Learning On-the-Job: The 70:20:10 Learning Model

Learning On The Job

The 70:20:10 Learning Model was developed by Morgan McCall, Robert Eichinger and Michael Lombardo while at the Center for Creative Leadership in the 1980s.  The model highlights the dominant role of learning on-the-job relative to other forms of learning.

Fundamentally, the 70:20:10 Model asserts that learning for managers and staff is achieved through three broad forms of learning in the following proportions:

70% — informal, on the job, experience based, stretch projects and practice

20% — feedback, role models, relationships, networks (through others)

10% — formal learning interventions and structured courses.

So effectively, the informal approaches to learning account for 90% of the sources for learning and development for managers and staff.  A key element in this learning in many organisations is coaching and mentoring which are elements of learning through others.

Learning on-the-job

The 70:20:10 Model emphasises the central role (the 70%) that informal learning plays while undertaking everyday activities (such as meetings) and pursuing opportunities that arise through change and necessity (such as projects).  This emphasis reinforces the powerful role of action learning in developing individuals, teams and organisations.

While formal training and education has an important role to play in building knowledge and skills and amplifying learning on-the-job, the opportunities for sustained learning are provided by the workplace itself, which acts as a “learning laboratory”.  The power of learning on-the-job derives from the fact that it is embedded in the organisational context where action and results are required in real time.

The real danger is that organisations will overlook learning and development in times of fiscal constraint because it has become equated with formal learning and education.  Neglect of learning and development can lead to a real loss of staff morale and loss of key staff through voluntary turnover.

However, the opportunities for real learning in the workplace are numerous and can be facilitated by managers and external consultants who focus on issues arising in the workplace (as happens in an unstructured, action learning approach).

Managers have a central role in on-the-job learning both in modelling learning in the workplace and in facilitating and promoting learning on-the-job.  If managers themselves are not learning, they can stifle the development of staff.

The learning and development policy in organisations should value and promote on-the-job learning and create an environment where learning is seen as a legitimate (and supported) pursuit within the workplace.

For further information on how to maximise learning on-the-job and effectively use the 70:20:10 Learning Model, contact me or one of our training and development consultants to discuss your needs and learning opportunities.

 

About Angela Bryan

Working with Merit Solutions since 1998, Angela has been engaged as a consultant supporting public sector recruitment and selection as well as delivering training for selection panels and job applicants.
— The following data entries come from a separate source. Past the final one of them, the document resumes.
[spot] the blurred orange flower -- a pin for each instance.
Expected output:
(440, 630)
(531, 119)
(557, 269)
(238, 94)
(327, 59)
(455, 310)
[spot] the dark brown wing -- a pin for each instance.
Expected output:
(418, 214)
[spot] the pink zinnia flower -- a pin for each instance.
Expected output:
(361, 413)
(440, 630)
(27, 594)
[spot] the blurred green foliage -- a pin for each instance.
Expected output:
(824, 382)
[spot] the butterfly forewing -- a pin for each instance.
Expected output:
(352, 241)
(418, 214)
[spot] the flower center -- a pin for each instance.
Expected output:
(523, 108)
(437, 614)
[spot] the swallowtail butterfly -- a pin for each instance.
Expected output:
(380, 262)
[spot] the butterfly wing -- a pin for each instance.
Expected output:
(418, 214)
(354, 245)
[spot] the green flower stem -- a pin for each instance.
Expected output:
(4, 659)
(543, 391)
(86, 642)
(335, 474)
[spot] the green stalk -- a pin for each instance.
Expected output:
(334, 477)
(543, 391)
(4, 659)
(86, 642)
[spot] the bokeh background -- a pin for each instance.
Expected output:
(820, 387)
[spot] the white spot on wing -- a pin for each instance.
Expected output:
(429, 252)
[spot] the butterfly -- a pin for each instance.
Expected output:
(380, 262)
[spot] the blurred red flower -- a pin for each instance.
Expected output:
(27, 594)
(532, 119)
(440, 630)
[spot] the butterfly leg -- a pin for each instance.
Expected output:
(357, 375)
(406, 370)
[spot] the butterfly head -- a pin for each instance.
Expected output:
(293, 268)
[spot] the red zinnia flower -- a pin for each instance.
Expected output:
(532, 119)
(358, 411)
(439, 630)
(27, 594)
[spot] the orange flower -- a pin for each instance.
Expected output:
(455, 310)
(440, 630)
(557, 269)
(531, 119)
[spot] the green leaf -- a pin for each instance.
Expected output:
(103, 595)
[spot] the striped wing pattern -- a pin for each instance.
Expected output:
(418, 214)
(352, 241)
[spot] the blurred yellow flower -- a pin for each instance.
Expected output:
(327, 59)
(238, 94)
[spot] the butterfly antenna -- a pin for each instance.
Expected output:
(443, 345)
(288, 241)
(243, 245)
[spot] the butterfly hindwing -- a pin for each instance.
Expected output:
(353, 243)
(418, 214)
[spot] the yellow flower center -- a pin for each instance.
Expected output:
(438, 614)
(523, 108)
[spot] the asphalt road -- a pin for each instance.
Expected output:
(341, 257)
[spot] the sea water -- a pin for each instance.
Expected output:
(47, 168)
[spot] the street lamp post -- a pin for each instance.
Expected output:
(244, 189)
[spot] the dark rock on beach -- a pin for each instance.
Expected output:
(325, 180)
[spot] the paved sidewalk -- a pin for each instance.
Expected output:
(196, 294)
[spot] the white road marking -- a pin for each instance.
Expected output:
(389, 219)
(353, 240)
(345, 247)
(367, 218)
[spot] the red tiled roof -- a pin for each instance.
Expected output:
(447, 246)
Other consulting assignments over the past fifteen years have involved the facilitation or documentation of consultation workshops and executive decision making, mediation of organisational conflict and research into HR practices and policies.

Working with Merit Solutions since 1998, Dr Angela Bryan has a PhD focussed on organisational psychology and workplace communication, excellent facilitation skills and a deep understanding of effective people practices. Whether it is research into HR practices, practical assistance with shortlisting and selection processes or senior executive recruitment, Angela brings this depth of experience and insight to each consulting assignment. She has designed and facilitated workshops on effective recruitment and selection, the use of capability frameworks, difficult performance conversations, workplace communication and skills for job applicants.

Comments

  1. The reality is that there are so many opportunities in the workplace for learning and development. If you develop a learning mindset, then you will see learning opportunities in everything you do in the workplace – a learning orientation will become part of the team culture. Engaging staff in the process of identifying approaches to learning on-the-job will increase your options and gain their support.

  2. Anne-Marie Carroll says:

    This very much resonates with my personal experience where reflection, projects and mobility programs have been a great source of learning. As a leader, it is a great reminder that creating a learning culture is one of our key challenges which becomes more critical during times of austerity.